Allergy Products Worth Their Cost
The American Academy of Allergy, Asthma and Immunology states that more than 50 million Americans suffer from allergies. It's little wonder why the market for allergy-relief products is big business. A myriad of products claim to relieve the sniffles, sneezing, coughing, and other aches and pains that come with allergies, but we all wonder, do these products really do what they say? Especially in a down economy, no one wants to waste money on something that won't improve our lives. Here's a short guide to the most common allergy products and in what circumstances they work.
Arm Yourself with Allergy Information
Buying a product without knowing what you're allergic to is a roll of the dice. The product may actually work, but if you're allergic to something it doesn't affect, it may not help you. Many allergy experts suggest that you get an allergy test before buying anything. Allergy tests help determine what you're allergic to - from pollen to dander to dust mites. Usually this takes the form of a skin-scratch test and the results can be very helpful. Once you've narrowed down your allergies, then you can start looking for a product that will help reduce your exposure to triggers.
HEPA Air Purifiers to Clear the Air
High-efficiency particulate air (HEPA) filters remove 99.97% of airborne particles 0.3 microns and above. This makes HEPA air purifiers particularly good at clearing the air of triggers that tend to stay airborne like pollen and animal dander, among others. These tiny particles can remain airborne for long periods of time, so HEPA filters are necessary for anyone sensitive to such substances. On the other hand, if you're allergic to dust mites, HEPA filters may not be as helpful since dust mite allergens tend to settle quite quickly. That said, they can be launched into the air during cleaning, like vacuuming, so HEPA filters may still help some. One thing to note about HEPA air purifiers is that to get a HEPA rating, the filter must be independently tested; testing is regulated by the Department of Energy. Buyers should be wary of products that say things like "HEPA-type" or "HEPA-like." They're not real HEPA-rated.
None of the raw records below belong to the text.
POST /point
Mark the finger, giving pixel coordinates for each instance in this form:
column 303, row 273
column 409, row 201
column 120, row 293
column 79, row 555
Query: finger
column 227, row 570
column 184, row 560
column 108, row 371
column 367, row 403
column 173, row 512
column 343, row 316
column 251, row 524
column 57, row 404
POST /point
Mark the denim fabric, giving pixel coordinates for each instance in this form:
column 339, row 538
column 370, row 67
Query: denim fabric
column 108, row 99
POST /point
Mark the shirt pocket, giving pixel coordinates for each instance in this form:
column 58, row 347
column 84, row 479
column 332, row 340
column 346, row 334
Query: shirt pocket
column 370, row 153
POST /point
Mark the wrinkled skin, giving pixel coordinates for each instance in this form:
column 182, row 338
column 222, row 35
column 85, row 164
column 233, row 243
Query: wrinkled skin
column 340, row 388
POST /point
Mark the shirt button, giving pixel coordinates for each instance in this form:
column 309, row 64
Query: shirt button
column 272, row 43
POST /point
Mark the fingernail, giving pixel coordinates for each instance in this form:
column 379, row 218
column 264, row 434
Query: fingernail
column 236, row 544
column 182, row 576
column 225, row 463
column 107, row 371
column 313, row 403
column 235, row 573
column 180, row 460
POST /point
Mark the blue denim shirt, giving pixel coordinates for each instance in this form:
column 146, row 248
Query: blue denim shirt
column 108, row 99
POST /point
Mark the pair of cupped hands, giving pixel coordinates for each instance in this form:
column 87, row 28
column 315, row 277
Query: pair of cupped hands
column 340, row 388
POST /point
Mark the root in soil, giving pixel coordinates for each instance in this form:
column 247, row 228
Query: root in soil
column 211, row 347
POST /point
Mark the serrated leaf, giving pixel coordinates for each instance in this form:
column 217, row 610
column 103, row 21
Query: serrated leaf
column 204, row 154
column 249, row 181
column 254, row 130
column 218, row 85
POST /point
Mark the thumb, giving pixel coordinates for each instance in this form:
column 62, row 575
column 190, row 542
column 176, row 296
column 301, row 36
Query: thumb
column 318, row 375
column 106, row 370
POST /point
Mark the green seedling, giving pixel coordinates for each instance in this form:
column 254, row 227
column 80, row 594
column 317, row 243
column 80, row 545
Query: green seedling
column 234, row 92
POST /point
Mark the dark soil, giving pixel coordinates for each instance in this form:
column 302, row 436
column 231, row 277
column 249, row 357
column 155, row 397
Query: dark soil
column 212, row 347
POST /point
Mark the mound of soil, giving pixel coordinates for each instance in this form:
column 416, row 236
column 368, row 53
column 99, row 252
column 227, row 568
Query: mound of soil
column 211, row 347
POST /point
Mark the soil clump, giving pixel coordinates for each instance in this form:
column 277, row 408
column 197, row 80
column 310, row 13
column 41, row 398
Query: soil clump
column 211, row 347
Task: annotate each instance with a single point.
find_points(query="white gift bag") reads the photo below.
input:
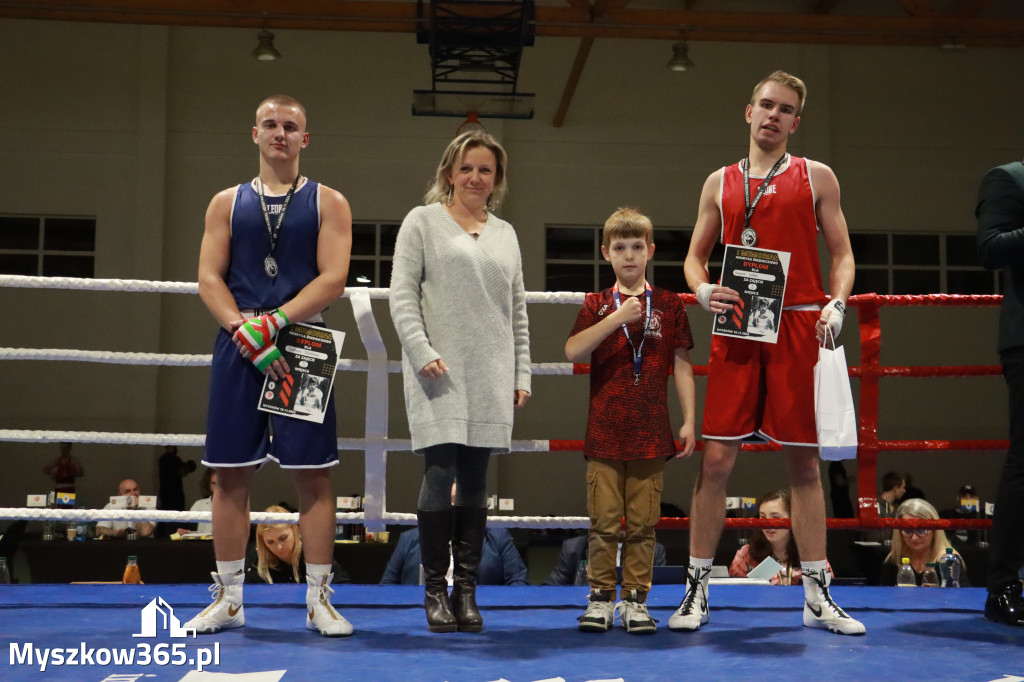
(837, 420)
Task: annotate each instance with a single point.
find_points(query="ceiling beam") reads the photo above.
(565, 22)
(573, 80)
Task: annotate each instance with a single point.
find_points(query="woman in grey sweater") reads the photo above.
(458, 303)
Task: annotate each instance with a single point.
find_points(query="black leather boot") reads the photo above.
(435, 533)
(467, 546)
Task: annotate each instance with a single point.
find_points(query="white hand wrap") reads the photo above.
(704, 295)
(833, 315)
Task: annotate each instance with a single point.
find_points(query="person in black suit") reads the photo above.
(573, 551)
(1000, 246)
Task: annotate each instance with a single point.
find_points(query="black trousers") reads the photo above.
(1007, 547)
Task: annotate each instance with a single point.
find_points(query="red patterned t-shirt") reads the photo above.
(627, 421)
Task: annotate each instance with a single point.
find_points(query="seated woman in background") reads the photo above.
(775, 543)
(279, 555)
(921, 546)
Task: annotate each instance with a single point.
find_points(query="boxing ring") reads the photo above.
(529, 632)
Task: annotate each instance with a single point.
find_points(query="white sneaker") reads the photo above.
(225, 611)
(635, 617)
(823, 612)
(692, 612)
(321, 615)
(599, 615)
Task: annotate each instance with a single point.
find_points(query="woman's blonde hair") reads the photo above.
(918, 508)
(441, 184)
(268, 559)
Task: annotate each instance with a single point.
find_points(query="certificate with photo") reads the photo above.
(311, 353)
(759, 276)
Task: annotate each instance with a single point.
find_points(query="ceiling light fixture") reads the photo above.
(680, 57)
(265, 51)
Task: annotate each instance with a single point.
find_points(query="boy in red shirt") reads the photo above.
(635, 335)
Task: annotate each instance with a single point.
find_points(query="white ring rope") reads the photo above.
(179, 359)
(199, 439)
(90, 515)
(375, 445)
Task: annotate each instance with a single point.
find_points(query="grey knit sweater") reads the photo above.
(460, 299)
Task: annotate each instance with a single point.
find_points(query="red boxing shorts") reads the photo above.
(238, 434)
(764, 388)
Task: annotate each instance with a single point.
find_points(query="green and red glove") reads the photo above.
(257, 335)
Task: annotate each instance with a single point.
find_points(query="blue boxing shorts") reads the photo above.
(239, 435)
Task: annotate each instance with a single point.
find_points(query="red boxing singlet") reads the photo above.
(784, 220)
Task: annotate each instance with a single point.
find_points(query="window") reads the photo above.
(920, 263)
(373, 249)
(50, 246)
(573, 260)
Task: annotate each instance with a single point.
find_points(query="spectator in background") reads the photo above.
(64, 470)
(276, 554)
(171, 493)
(120, 528)
(574, 550)
(893, 487)
(921, 546)
(500, 562)
(839, 491)
(778, 544)
(207, 483)
(911, 492)
(968, 507)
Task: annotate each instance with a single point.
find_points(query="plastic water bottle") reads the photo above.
(581, 577)
(949, 566)
(929, 578)
(132, 576)
(905, 577)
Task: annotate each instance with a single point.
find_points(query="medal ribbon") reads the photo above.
(274, 231)
(637, 350)
(761, 190)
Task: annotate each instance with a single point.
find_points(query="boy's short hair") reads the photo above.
(627, 223)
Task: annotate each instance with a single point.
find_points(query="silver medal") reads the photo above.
(749, 237)
(270, 266)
The best air purifiers have genuine HEPA filters.
Dehumidifiers Curtail Dust Mites
Dehumidifiers are worthwhile if you're allergic to dust mites. Dust mites don't live well in humidity below 50%. If you can keep humidity down, especially in summer, you can limit their reproduction. It may be difficult to get humidity down to low enough levels with a dehumidifier, however. Still, this is an option for those specifically allergic to dust mites.
Air Conditioners Do Double Duty
Air conditioners are good for those with dust mite allergies and pollen allergies. They reduce humidity levels in the home - slowing the growth of dust mites - and they reduce indoor pollen exposure by recirculating air. People should take care not to use fans, however. Window and attic fans draw in air full of pollen from the outdoors.
Change Bedding For Fewer Dust Mites
Dust mites feed off dead human skin cells, which makes bedding and carpets fertile breeding grounds for these microscopic creatures. If you have a dust mite allergy, make sure bedding is covered with an impermeable barrier. There are many types of allergen-resistant bedding to choose from, but only spend the money if you're allergic to dust mites. Blankets and sheets should also be washed weekly in hot water.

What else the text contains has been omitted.